With the advent of System scoped roles, we can split the RBAC enforcement on the creation APIs. Normal creation should require a project or domain scoped token. Synchronization should require a system scoped token.
Assuming we are using a hub-and-spoke model, all changes that go into the hub need to be reflected in the spokes. This is a non-trivial problem to solve.
The first approach might be so use a notification listener that would then generate an API call to each of the spokes upon creation. However, if implemented naively, messages will get dropped when remote systems are unavailable. In order to guarantee delivery, notifications must be kept in a queue prior to execution of the remote creates, and only removed once the creates have successfully completed. Since notifications are ephemeral, they will not be replayed if the notification listener is not available at creation time either. Thus, a process needs to sweep through the hub to regenerate any missed notifications Since most resources do not have a creation timestamp, there is no way to filter this list for events that happened after a certain point-in-time.
Two Way Synchronization
When a user wants to get work done, they are going to need to make changes. Assuming that role assignments are done centrally, the only changes a user should be making in the spokes are specific to workflows inside the services at the spoke. For most cases, the user can be content with changes made at the center. However, for delegation, the user is going to want to make changes and see the effect of those changes within the scope of a given workflow; waiting for eventually consistent semantics is going to impact productivity.

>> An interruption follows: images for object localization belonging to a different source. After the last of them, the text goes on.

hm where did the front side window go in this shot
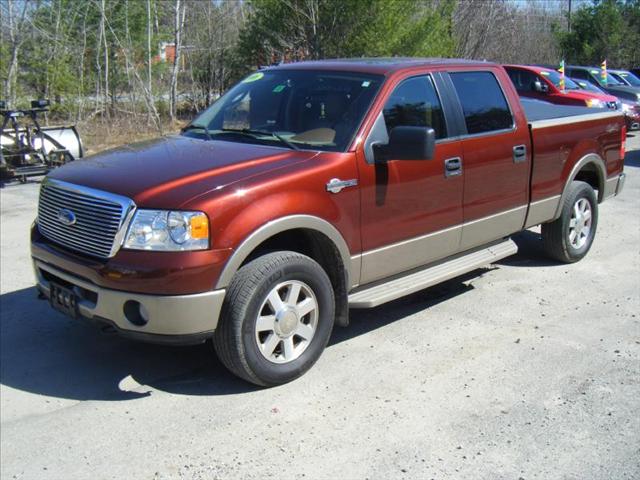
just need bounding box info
[382,75,447,139]
[450,71,514,135]
[185,70,383,152]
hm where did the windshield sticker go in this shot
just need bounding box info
[242,72,264,83]
[540,71,550,76]
[590,70,599,74]
[361,81,371,87]
[272,84,286,93]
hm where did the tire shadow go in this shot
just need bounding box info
[0,287,256,401]
[624,146,640,168]
[1,272,486,401]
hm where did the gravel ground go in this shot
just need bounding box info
[1,135,639,480]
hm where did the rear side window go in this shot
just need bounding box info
[505,67,539,92]
[450,71,513,134]
[383,75,447,139]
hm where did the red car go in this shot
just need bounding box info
[505,64,620,110]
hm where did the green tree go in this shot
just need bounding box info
[557,0,640,68]
[236,0,456,72]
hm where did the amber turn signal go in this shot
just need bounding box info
[190,214,209,239]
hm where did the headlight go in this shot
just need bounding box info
[621,102,635,113]
[124,209,209,251]
[585,98,604,108]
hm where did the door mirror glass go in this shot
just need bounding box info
[374,126,435,161]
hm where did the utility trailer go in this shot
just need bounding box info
[1,99,83,182]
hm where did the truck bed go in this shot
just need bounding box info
[520,97,610,122]
[522,97,624,226]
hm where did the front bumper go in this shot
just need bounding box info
[34,260,225,345]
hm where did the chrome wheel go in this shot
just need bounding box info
[568,197,592,249]
[255,280,318,364]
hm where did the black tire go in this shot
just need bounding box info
[541,180,598,263]
[213,251,335,386]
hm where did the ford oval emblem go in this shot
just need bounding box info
[57,208,77,226]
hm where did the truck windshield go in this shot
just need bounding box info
[185,70,384,152]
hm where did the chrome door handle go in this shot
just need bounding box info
[326,178,358,194]
[513,144,527,163]
[444,157,462,178]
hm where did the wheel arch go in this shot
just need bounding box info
[215,215,355,327]
[553,153,606,220]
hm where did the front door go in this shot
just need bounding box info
[358,73,464,285]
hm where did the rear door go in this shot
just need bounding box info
[445,69,531,250]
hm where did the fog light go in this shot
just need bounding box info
[123,300,149,326]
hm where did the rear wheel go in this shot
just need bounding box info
[214,251,335,386]
[541,181,598,263]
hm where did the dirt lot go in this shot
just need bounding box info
[1,135,639,480]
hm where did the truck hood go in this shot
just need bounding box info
[48,135,318,208]
[562,90,618,103]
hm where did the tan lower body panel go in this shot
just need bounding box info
[603,175,620,199]
[460,205,527,251]
[349,238,518,308]
[359,225,462,285]
[524,195,561,228]
[358,205,528,285]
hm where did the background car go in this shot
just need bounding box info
[608,69,640,88]
[564,65,640,103]
[572,78,640,131]
[505,64,619,110]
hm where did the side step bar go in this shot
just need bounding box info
[348,238,518,309]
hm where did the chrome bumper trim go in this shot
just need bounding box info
[34,260,225,336]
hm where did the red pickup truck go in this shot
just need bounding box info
[31,59,627,386]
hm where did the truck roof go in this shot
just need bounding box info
[267,57,493,75]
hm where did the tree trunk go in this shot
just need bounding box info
[169,0,185,122]
[147,0,154,125]
[101,0,110,118]
[4,0,30,106]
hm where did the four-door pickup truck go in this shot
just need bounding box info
[31,58,627,386]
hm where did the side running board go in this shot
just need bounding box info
[348,238,518,309]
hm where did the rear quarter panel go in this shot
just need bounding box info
[529,113,624,203]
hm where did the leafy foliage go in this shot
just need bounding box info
[0,0,637,126]
[236,0,455,69]
[557,0,640,67]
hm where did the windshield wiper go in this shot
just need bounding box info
[182,123,212,141]
[220,128,299,151]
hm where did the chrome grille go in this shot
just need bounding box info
[37,178,135,258]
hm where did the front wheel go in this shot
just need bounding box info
[214,251,335,386]
[541,180,598,263]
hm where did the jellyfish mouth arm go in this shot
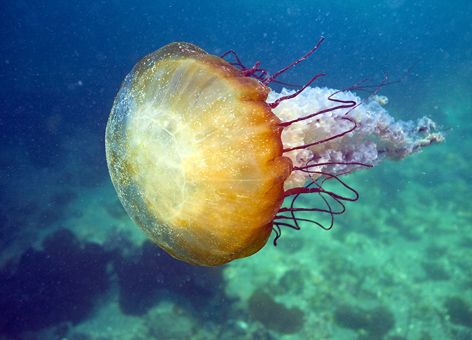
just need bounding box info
[268,86,445,188]
[373,116,445,160]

Assuming the user needs to create an application credential in a spoke Keystone, the question then becomes “should we synchronize this credential with the central one.” While the immediate reaction would seem to be “no” we often find use cases that are not obvious but nevertheless essential to a broad class of users. In those cases, synchronization from spoke to hub is going to follow the same pattern as hub to spoke, with a later “trickle down” to the other spokes.
The issue is what to do when two different systems have different definitions of a resource. This could happen due to a network partition, or due to rogue automation creating resources in two different spokes. With mutable resources, it could also happen with creation in one spoke and modification in another or hub.
There are two pieces to conflict resolution: Which agent is responsible for are resolving the conflict and what data should be considered the correct version. An example of a resolution strategy would be: a single agent performs all synchronization, drive from the hub. The Hub version is considered definitive unless a spoke has been designated definitive for a specific subset of data. This strategy has the advantage of providing for local edits, but makes it more difficult to orchestrate them in the center. Contrast this with a strategy, still driven by a central agent, but that also considers the hub version to be definitive. Any changes made at the spoke will be overwritten by changes in the center.
Keystone does not perform soft deletes; once a resource is gone, it is gone forever. Thus, if a resource is deleted out of one Keystone datasource, and no record of that deletion has been captured, there is no way to reconcile between that Keystone server and a separate one short of a complete list/diff of all instances of the resource. This is, obviously a very expensive operation. It also requires the application of the conflict resolution strategy to determine if the resource should be deleted in one server, or created in the other.
Synchronization between Keystones brings in all of the issues of an eventually-consistent database model. Building mechanisms into the Keystone API to support synchronization is going to be necessary, but not sufficient, to building out a scalable cloud infrastructure.